Still, Streep’s character giggles her way through the work day, trading dirty jokes and weekend plans with her friends. Far from feeling harassed, Karen Silkwood is often the troublemaker, even flashing a breast at one stunned co-worker to make him turn away.
“Norma Rae” is famous for Sally Field standing amid a dust-choked textile factory and shutting down the thunderous looms with a “Union” sign. But the woman whose story the 1979 film was based on later told The Washington Post that the cotton plant was the best job she ever had, despite the dangers. Crystal Lee Sutton said after leaving the plant while the union-management battles raged on, she had to go to work at a fried chicken stand pulling fat from frozen carcasses.
The real Erin Brockovich used her brains, her looks and her resolve to help create a legal landmark that turned into the hit movie “Erin Brockovich.” She then used the hit movie to further her legal and motivational career, and seems to have been smiling ever since.
While all these women faced threats at work, they also used work as a refuge. Single moms certainly want a paycheck from their work, but like other parents, they also find relief there. No mouths to feed, no tears to soothe, and the pleasure of adult conversations – work can feel like an exclusive club at every level of compensation.
Some critics always lie in wait for the “working-girl” movies, arguing they take real-life heroes, make them impossibly glamorous, and dumb down the issues at hand.
But the people in the best position to make charges – those who have studied the original stories – are surprisingly complimentary about the fictionalized movies.
University of Colorado law professor Melissa Hart teaches harassment claims and wrote a paper on the Jenson mining case.
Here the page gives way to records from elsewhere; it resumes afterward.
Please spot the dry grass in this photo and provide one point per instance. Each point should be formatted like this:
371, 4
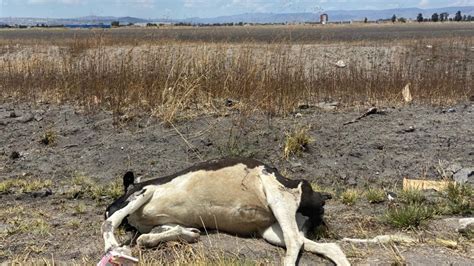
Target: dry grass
84, 186
350, 196
375, 195
174, 80
296, 142
22, 185
408, 216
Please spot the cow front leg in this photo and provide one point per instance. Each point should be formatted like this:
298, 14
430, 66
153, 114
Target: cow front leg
135, 201
167, 233
284, 203
332, 251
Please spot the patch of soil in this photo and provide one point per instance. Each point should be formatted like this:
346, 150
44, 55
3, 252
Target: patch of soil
378, 151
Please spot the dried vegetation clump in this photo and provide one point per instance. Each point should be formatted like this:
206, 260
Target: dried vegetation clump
174, 80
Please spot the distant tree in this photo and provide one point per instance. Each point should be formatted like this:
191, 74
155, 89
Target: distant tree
394, 18
444, 16
458, 16
419, 18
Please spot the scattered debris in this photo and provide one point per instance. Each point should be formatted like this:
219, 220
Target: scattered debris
42, 194
447, 243
230, 102
304, 106
38, 117
25, 118
407, 94
382, 239
419, 184
465, 175
391, 196
410, 129
452, 169
466, 227
371, 111
14, 155
340, 64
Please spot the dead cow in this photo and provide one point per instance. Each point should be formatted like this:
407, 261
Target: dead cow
236, 195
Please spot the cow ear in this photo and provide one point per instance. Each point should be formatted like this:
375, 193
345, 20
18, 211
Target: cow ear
128, 180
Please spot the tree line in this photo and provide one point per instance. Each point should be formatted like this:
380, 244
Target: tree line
444, 17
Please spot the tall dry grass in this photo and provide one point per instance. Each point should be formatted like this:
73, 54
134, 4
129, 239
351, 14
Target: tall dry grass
172, 80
Yes, she says, it’s true that Hollywood simplifies characters, invents “smoking-gun” documents, and finds witnesses who miraculously break down on the stand.
When “Erin Brockovich” was nominated for multiple Oscars in 2000, Hart said, there were attacks that the original character had been “cleaned up.”
Lois Jenson was worn down physically and emotionally by the events depicted in “North Country,” Hart said, and became obese. Putting that faithfully on screen “might distract from the merits of her story. Which is another cultural tragedy, but it’s true,” Hart said.
“There’s some artistic license. But film is a very important vehicle for public education,” Hart said. “It cuts through the legal jargon and puts it on a level more people can understand.”